Revenge se revendique, des dires de la réalisatrice, du genre du rape and revenge ou la victime agressée sexuellement va ensuite, dans une spirale de violence, se venger de ces agresseurs. Malheureusement dans le cas de Revenge, cela implique une structure très évidente et prévisible qui n’est pas vraiment questionnée ou contournée. Cependant cette faiblesse scénariste est assez mineure car contrée par la richesse des thèmes de l’histoire. Revenge traite de la sauvagerie, de la part d’animalité dans l’humanité, de où elle se terre et de ce qu’il faut pour la faire surgir. Les personnages sont progressivement poussés à se débarrasser de tous leurs attributs humains comme punition à leur sauvagerie passée. Commençant par briser les tabous sociaux et violer la dignité humaine et se retrouvant bientôt à gambader nus comme des vers à la recherche de quelque chose à tuer, communicant presque seulement par grognements. Cette transformation au cœur du film est absolument fascinante à observer, comme une perte de contrôle à la fois terrifiante et cathartique.

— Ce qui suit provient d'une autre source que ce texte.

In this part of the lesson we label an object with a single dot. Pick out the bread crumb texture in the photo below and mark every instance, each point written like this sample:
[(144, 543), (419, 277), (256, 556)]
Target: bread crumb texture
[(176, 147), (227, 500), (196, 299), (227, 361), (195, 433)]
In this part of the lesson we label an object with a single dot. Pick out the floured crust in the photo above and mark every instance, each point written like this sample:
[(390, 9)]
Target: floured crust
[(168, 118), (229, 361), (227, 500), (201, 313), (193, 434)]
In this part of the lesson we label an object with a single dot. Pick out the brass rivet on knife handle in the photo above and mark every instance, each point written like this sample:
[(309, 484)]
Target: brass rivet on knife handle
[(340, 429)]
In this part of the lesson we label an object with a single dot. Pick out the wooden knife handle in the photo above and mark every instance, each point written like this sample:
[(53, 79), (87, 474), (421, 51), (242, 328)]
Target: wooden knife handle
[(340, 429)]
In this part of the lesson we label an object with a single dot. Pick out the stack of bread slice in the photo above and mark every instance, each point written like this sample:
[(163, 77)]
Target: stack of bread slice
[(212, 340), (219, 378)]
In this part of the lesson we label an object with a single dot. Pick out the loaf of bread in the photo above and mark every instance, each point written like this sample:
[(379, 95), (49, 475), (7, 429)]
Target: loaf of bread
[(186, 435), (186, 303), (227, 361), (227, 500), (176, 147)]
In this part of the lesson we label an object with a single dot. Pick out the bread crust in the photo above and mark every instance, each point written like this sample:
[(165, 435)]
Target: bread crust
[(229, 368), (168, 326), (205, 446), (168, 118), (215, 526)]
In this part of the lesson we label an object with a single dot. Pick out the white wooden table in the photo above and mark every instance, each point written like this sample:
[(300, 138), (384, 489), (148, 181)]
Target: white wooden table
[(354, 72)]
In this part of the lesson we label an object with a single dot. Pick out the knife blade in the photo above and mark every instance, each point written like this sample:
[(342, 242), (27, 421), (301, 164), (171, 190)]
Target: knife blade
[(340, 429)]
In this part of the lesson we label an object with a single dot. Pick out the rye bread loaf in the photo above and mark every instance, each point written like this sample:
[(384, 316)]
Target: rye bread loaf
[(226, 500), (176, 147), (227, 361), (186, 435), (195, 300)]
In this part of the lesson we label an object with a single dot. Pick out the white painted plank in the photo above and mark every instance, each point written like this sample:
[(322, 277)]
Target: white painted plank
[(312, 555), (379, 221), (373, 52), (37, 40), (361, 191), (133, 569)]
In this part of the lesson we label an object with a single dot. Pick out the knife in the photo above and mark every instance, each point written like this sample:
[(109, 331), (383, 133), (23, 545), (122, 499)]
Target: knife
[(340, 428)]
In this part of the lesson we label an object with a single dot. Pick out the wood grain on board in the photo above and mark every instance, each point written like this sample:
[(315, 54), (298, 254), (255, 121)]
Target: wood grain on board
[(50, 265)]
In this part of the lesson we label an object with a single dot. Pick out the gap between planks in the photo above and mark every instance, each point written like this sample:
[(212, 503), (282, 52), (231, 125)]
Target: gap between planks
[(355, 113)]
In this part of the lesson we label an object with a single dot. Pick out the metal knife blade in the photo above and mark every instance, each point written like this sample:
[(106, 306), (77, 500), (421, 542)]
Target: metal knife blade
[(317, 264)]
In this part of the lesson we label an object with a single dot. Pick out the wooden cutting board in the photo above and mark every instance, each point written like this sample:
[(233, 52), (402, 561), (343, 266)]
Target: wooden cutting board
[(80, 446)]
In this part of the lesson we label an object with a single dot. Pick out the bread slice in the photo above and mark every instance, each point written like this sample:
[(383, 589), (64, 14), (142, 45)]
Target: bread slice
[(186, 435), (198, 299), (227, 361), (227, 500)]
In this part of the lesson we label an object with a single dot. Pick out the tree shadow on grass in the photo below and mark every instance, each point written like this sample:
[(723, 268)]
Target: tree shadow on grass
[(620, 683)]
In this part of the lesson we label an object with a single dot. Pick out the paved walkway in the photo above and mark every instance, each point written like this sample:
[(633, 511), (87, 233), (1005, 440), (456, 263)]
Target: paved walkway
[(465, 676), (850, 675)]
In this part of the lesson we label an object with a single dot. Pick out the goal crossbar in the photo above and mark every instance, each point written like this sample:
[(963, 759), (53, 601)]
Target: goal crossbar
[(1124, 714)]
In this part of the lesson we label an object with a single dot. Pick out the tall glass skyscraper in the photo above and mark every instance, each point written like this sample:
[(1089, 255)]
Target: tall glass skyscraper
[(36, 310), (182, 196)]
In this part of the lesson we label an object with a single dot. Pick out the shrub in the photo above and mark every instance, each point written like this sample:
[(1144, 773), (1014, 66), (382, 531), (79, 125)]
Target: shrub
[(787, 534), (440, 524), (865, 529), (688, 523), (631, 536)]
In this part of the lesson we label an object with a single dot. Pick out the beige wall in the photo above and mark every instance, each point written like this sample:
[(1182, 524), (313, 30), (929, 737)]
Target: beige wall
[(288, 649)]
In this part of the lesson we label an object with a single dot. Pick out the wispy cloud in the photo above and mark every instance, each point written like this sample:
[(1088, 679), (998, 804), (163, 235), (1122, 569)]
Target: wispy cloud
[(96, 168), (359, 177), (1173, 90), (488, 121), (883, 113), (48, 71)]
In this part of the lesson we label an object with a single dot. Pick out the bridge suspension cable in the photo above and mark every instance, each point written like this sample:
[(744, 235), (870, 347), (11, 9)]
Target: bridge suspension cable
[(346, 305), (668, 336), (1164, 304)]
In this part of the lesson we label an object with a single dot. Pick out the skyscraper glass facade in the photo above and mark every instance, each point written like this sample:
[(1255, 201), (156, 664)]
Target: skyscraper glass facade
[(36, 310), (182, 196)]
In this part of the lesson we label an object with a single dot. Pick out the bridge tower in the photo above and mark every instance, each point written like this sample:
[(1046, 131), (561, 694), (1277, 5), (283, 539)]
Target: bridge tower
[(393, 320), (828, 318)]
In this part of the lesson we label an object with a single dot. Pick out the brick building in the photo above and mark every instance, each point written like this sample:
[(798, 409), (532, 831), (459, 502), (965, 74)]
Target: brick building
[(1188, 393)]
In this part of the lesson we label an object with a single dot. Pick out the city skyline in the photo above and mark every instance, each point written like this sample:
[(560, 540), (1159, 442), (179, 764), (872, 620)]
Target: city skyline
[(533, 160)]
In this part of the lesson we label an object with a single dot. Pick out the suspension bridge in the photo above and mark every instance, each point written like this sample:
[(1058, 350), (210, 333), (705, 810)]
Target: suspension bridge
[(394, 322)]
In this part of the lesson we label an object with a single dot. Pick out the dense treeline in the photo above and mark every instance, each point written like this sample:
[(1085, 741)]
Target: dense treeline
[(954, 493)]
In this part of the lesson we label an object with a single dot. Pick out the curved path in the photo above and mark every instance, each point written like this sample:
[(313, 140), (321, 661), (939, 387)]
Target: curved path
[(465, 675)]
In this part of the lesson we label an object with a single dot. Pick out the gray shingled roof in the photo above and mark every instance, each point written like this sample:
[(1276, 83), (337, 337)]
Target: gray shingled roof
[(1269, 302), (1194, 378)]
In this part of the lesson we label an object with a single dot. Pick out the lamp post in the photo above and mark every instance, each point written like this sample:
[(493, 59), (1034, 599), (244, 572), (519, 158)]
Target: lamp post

L’emphase du film est vraiment mise sur la transformation. La transformation des rapports sociaux de l’agréable à l’hostile, de l’homme à l’animal, du paradis à l’enfer. Mais c’est surtout la transformation de l’héroïne de la bimbo, objet sexuel complètement contrecollée par les hommes, à une guerrière féroce qui lutte pour sa survie et pour (une certaine vision de) la justice. Cette « mue » peut être vue comme une parabole de l’évolution de l’attitude des femmes dans la société et surtout dans le milieu du cinéma. En cela la charge féministe pamphlétaire du film est très intelligemment mise en scène et parfaitement pertinente.

Une course à sang à l’heure

Mais l’intérêt de Revenge est surtout visuel. C’est un délire esthétique halluciné génialement assumé, qui se sépare du réalisme sans perdre en dureté et en impact. La réalisation laisse libre court aux effets de style et d’hallucination. Il y a une fracture dans les scènes d’action : franchement impressionnantes au début elles finissent dans scènes montrant la souffrance et la violence à une échelle plus humaine.

Coralie Fargeat exploite à fond la palette de couleur du désert : le jaune et le bleu profond en saturant les couleurs et en y faisant éclater le rouge du sang. Un soin tout particulier est apporté à la représentation de la violence. Les plans sont composés avec soin même au delà de ce travail des couleurs. Mais le but du film reste d’être ultra-rythmé, il ne cède que très peu à la contemplation. Tout s’enchaîne extrêmement vite mais le montage reste parfaitement visible. La réalisatrice se permet même des séquences hallucinées de rêve à coups de montage épileptique et d’images de stock qui s’intègrent miraculeusement bien.

Dans Revenge, tout à un impact particulièrement fort. Les coups de feu font un bruit monstre, les os craquent, la chair crisse, le sang gicle… C’est par le son que vient la carnation viscérale qui fait ressentir la dureté des choses au spectateur. Le tout est accompagné par une musique qui colle parfaitement à tout ce que l’on a évoqué précédemment avec des boucles électronique hypnotiques et des piques de violence sonores complètement significatifs.

Revenge est donc un excellent film de genre, dans l’ère du temps et avec un fort caractère esthétique. Complètement décomplexé il ne s’encombre d’aucun réalisme, il devient un gros plaisir sadique et masochiste. On pourrait comprendre que certains soient gênés par les partis pris scénaristiques et le jeu excessif des acteurs ou lassés par la débauche d’hémoglobine mais tous ces éléments font sens au sein d’un film peu commun et franchement jouissif.